This Year’s Hurricane Season Likely to Be Wetter, Just Like 2020, Study Finds

April 13, 2022

Climate change made the 2020 Atlantic hurricane season noticeably wetter, and it will likely make this season rainier, too, scientists said.

Human-caused climate change made the entire season drop about 5% more rain. During the 14 storms that reached hurricane status the rainfall was 8% heavier, according to the study in Nature Communications, a research journal.

“It doesn’t sound like a lot, but if you’re near a threshold, a little bit can push you over the top,” said Lawrence Berkeley National Lab climate scientist Michael Wehner, co-author of the paper, according to the Associated Press and other news reports. “The implication is that that means there was more freshwater flooding and that the damages from freshwater flooding were increased, but by how much would require a more detailed analysis.”

Past studies have predicted climate change would make storms wetter and found that storms, such as 2017’s Harvey, were, in fact, wetter because of human-caused climate change. But this is the first study to look at an entire season, Wehner said. That’s important because it removes the selection bias of just picking the worst storms, such as Harvey.

“It’s not just the big monster ones, it’s a whole season,” Wehner said.

Warming is increasing the downpours in nearly all storms and most hurricane seasons, including the one that starts June 1, said study lead author Kevin Reed, an atmospheric scientist at Stony Brook University.

The 2020 season may be the harbinger of years to come.

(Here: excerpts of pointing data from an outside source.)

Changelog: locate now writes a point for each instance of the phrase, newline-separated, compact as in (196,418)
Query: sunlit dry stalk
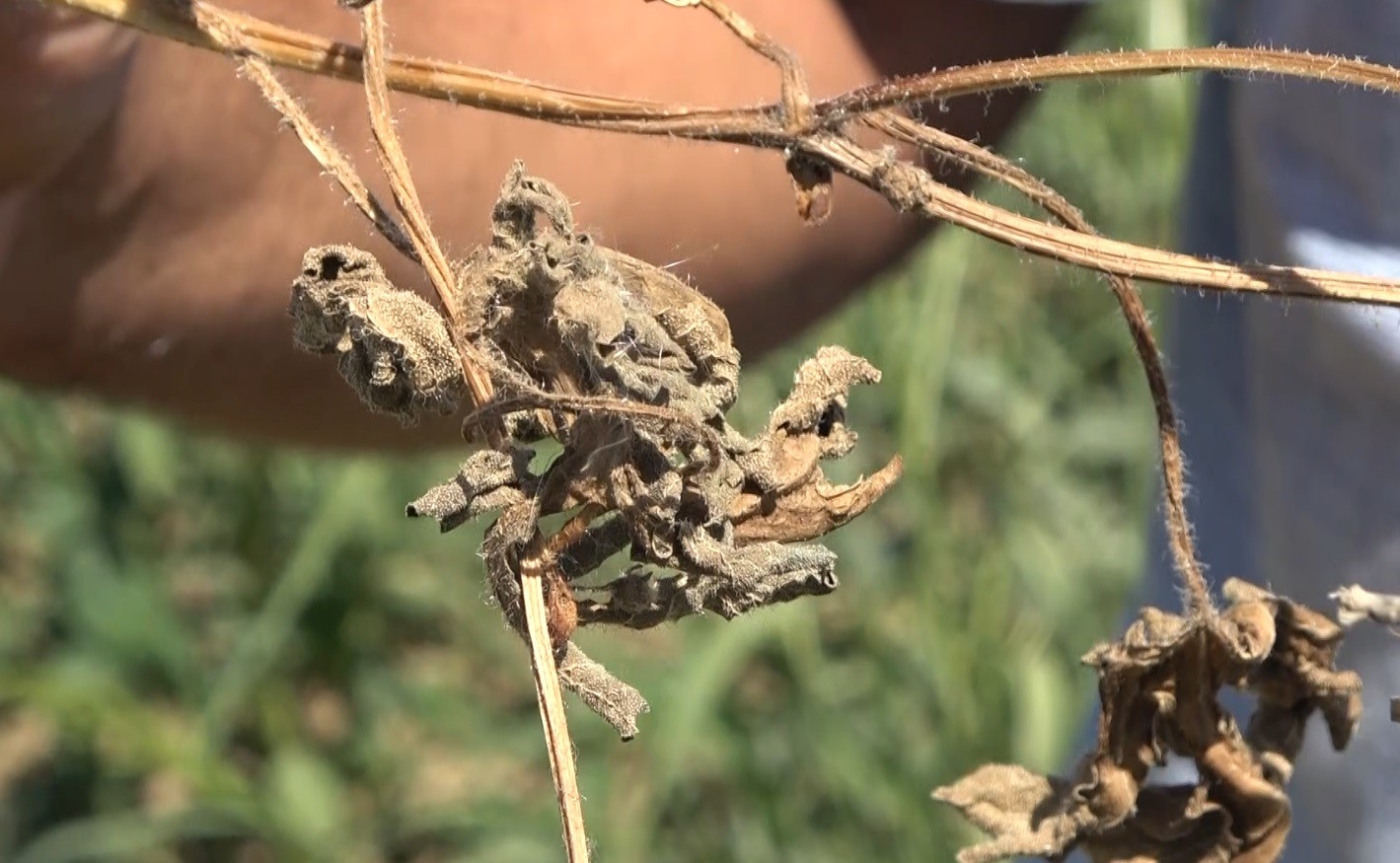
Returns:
(1173,470)
(765,126)
(221,29)
(531,578)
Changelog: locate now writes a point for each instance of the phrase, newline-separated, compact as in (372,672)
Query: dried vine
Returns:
(631,374)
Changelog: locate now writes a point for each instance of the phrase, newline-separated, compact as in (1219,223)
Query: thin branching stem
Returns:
(1140,327)
(764,126)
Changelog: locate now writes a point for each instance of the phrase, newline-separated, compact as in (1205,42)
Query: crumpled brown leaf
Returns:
(1158,695)
(631,372)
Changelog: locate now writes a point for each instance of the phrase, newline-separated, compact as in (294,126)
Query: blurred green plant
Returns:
(216,653)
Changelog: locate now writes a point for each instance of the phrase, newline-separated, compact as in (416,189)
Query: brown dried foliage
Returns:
(1158,695)
(630,372)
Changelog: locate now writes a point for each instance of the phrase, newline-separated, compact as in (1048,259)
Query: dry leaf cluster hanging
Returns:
(631,372)
(1159,695)
(626,375)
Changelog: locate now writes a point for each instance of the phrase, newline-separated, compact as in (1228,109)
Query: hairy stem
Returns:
(1169,441)
(765,127)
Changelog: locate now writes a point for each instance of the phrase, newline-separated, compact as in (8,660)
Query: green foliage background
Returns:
(219,653)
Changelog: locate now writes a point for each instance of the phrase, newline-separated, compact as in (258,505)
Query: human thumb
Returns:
(60,77)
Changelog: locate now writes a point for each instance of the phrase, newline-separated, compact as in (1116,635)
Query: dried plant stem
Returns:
(532,591)
(915,190)
(494,91)
(766,126)
(552,711)
(1140,327)
(401,182)
(317,143)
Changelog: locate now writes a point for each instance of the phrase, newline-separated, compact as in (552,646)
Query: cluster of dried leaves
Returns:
(628,372)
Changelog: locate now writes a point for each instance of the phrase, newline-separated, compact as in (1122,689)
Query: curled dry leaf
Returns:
(631,372)
(1159,695)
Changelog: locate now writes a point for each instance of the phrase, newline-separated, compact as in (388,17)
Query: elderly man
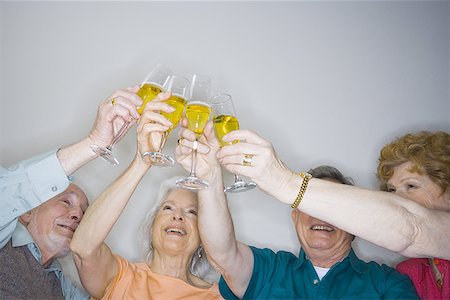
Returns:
(326,268)
(40,209)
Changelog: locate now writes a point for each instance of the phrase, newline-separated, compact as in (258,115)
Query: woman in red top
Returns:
(417,167)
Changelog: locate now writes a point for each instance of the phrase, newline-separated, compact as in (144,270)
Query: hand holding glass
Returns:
(178,86)
(149,88)
(225,121)
(197,114)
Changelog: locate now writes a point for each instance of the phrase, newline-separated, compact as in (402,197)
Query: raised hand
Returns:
(255,158)
(208,167)
(152,125)
(112,113)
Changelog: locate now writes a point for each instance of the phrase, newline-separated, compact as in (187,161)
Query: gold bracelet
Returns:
(306,177)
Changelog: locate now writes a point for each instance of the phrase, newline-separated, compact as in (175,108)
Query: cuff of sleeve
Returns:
(47,176)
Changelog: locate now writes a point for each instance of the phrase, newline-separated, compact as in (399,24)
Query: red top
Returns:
(421,274)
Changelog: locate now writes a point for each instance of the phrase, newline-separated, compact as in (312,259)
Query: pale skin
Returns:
(52,224)
(325,244)
(108,121)
(173,248)
(408,228)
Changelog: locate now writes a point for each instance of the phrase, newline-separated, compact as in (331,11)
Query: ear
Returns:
(25,218)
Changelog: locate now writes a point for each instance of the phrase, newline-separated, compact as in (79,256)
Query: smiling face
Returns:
(319,238)
(324,244)
(175,230)
(53,223)
(419,188)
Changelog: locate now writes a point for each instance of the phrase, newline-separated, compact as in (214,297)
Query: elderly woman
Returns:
(408,227)
(414,219)
(173,240)
(417,167)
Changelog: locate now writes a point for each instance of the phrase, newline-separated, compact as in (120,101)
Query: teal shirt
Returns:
(282,275)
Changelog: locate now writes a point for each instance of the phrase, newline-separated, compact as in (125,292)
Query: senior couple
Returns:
(184,226)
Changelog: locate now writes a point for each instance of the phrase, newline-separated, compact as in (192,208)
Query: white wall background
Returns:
(326,82)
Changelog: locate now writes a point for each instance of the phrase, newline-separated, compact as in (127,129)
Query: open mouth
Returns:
(322,228)
(66,227)
(176,231)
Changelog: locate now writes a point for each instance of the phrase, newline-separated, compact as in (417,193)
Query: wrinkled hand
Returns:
(266,168)
(111,117)
(207,167)
(152,125)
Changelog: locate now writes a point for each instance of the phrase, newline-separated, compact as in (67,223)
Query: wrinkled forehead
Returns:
(74,193)
(181,197)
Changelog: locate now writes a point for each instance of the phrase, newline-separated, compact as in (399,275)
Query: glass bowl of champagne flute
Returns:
(149,88)
(197,114)
(179,87)
(225,121)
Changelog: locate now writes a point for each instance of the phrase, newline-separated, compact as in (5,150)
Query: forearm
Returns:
(382,218)
(76,155)
(234,260)
(106,209)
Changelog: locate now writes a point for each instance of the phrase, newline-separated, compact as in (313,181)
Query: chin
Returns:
(61,245)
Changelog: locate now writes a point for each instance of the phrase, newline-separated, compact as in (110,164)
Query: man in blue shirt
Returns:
(326,268)
(40,209)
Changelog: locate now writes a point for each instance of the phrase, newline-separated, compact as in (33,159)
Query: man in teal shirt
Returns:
(327,267)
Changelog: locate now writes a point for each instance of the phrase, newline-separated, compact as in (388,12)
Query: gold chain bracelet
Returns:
(306,177)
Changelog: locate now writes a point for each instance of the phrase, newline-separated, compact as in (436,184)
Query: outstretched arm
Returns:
(233,259)
(382,218)
(93,258)
(108,120)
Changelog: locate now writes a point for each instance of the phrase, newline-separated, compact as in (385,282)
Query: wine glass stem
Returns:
(237,178)
(163,140)
(194,163)
(119,135)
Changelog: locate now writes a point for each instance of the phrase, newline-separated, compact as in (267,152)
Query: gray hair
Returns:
(200,265)
(329,172)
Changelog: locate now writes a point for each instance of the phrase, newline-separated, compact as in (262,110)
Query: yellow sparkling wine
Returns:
(147,92)
(197,114)
(179,104)
(224,124)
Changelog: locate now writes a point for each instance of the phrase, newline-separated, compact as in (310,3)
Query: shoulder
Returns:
(412,265)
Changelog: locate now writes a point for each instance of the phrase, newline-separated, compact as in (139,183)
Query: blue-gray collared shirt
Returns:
(23,187)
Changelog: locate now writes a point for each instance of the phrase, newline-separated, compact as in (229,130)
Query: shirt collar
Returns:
(21,236)
(355,262)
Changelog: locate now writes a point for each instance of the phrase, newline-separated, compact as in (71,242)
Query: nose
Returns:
(76,214)
(178,215)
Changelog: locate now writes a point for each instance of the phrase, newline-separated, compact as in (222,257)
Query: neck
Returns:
(326,258)
(47,255)
(171,265)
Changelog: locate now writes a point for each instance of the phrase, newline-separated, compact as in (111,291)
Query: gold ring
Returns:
(247,161)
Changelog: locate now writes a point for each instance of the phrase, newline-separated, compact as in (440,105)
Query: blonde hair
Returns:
(200,265)
(429,152)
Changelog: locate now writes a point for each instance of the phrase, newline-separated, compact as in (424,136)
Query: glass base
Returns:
(192,183)
(159,159)
(240,186)
(105,154)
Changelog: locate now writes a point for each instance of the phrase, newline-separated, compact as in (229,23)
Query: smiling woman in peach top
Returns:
(175,262)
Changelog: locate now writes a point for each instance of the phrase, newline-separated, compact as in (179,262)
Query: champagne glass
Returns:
(197,114)
(149,88)
(225,121)
(179,86)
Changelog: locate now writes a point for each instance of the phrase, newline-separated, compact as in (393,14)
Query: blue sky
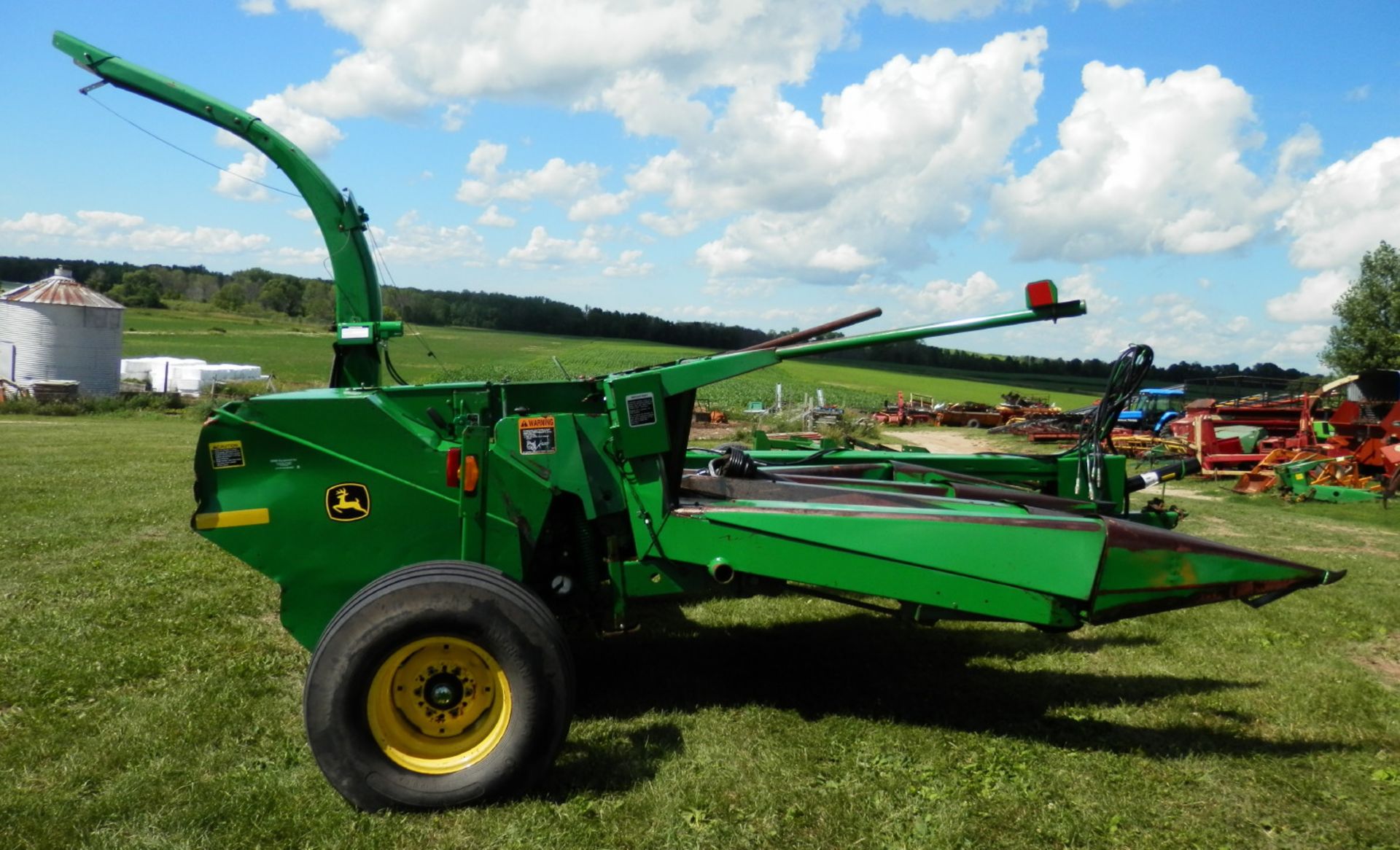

It broke records for the number of named storms, and for the number that became major storms with winds of at least 111 miles per hour – seven – and the number that made landfall in the United States. Louisiana got hit five times. Overall, more than 330 people were killed directly by named storms in 2020 and damage soared past $41 billion, according to the U.S. National Oceanic and Atmospheric Administration.

“That signal will only get larger as the sea surface temperatures continue to warm,” Reed said.